We awoke to the gorgeous plains (and thus now radically different landscape) of Mongolia complemented by a stunning orange sunrise. We could occasionally see Gers (the circular felt tents of the traditional nomads) popping up every now and then as well as cattle and herders themselves in the most random/isolated of places.

After passing what we were told was a 'Ger suburb' oustide of Ulan Bataar, we finally pulled into the capital itself at about 8:30AM.

It is a charming city because of its people and history even if the infrastructure itself appears to be in rubble. We checked out their 'State Department Store' which was pretty desolate on the first floors with much more upkeep and activity on the top floor where all the Mongolian souvenirs are sold.

Lunch included the dish that would recur many times over on our visit: Mutton. This time it was in the form of a stew. We also had Mongolian tea, which really more like hot milk with a little salt. Both were quite palatable and shockingly (for us European travelers) cheap. -- around $4 USD for lunch for the two of us.

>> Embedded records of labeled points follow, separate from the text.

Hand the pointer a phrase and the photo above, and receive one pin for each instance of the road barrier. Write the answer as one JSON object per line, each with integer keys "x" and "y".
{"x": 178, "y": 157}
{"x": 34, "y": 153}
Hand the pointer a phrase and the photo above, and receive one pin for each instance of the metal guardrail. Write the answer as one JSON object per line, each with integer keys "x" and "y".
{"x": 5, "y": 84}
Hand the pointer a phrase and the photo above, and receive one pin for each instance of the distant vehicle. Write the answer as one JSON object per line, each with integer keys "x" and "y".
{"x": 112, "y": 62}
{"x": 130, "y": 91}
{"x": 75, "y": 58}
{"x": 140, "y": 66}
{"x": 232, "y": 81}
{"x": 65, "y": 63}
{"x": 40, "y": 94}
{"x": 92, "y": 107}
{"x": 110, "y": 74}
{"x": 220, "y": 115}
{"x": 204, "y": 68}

With our group came the luxury of planned transfers. This one involved taking us to a more remote section outside of Ulan Bataar where we would spend one night under the stars in a felt ger tent ourselves and meet a few of the local nomads. On the way, we managed to ride camels (they are in fact used here for their hair, milk and transport) and Andy held a white-tailed hunting eagle, a descendent of a more famous local hunting eagle, and this one we were told had recently killed many rodents and 'beavers' that winter.

We met a nomad family, but in this case, use the word "nomad" loosely since their winter camp was a mere 50 feet away, but they still said they wouldn't trade the outdoors, fresh air and milk for anything else. We sampled a staggering array of cheese, cheese curds, milk, and milk products. Even snuff. Some of the curds were quite nice but there were a couple that the sour scale was off the charts and practically inedible for us. The next day we also tried "Airag," which is the famous traditional fermented mare's milk. Two in our group loved it, but we and Andy in particular had a hard time keeping it down, especially attempting to drink the entire bowl offered him so as do as his hosts. He was just praying he wouldn't give the ultimate insult of it coming back up and onto on the floor! Truth was, we'd drink the regular mare's milk anyday -- it was quite full and refreshing.

There was also a "mock" Nadeem festival --- archery, trick horseriding and Mongolian wrestling with the last man standing doing the eagle dance, the Mongolian equivalent to a WWF Smackdown victory dance.


Horse riding was a highlight although Andy's at one point got rebellious and stuck his head into a boulder crevace and wouldn't budge for several minutes. The guide freed him and said he does that sometimes with foreigners, not Mongolians. Sarah got a similarly difficult horse, but at the end she traded with the guide's and immediately it took off on a full gallop. The only thing the guide was afraid about was the clothesline tether ropes which were quickly approaching. What would prove to be more fatal than the ride for Sarah would be the mounting itself, during which the entire back seam of her pants ripped wide open almost as if in a Three Stooges movie.




Back in Ulan Bataar the next day, we went to a crazy market where we were countlessly warned about brazen pickpockets who would work in teams to grab your arms while another went in for your pockets. So, after leaving all our valuables at the hotel, the only suspicious activity we found was a veiled woman with 5 young men around her following Andy closely from behind. When he stopped to let them pass, they all did a U-turn and scurried. They would have only gotten about $10 USD anyway.
The final leg of the Trans-Mongolian is tomorrow. Ulan-Bataar to Beijing, China. A two/three day journey that will take us through the heart of the Gobi desert and a border crossing where they actually lift the train carriages and change the wheels underneath to fit the more narrow Chinese tracks.

The train leaves to traverse the Mongolian steppes at 8am.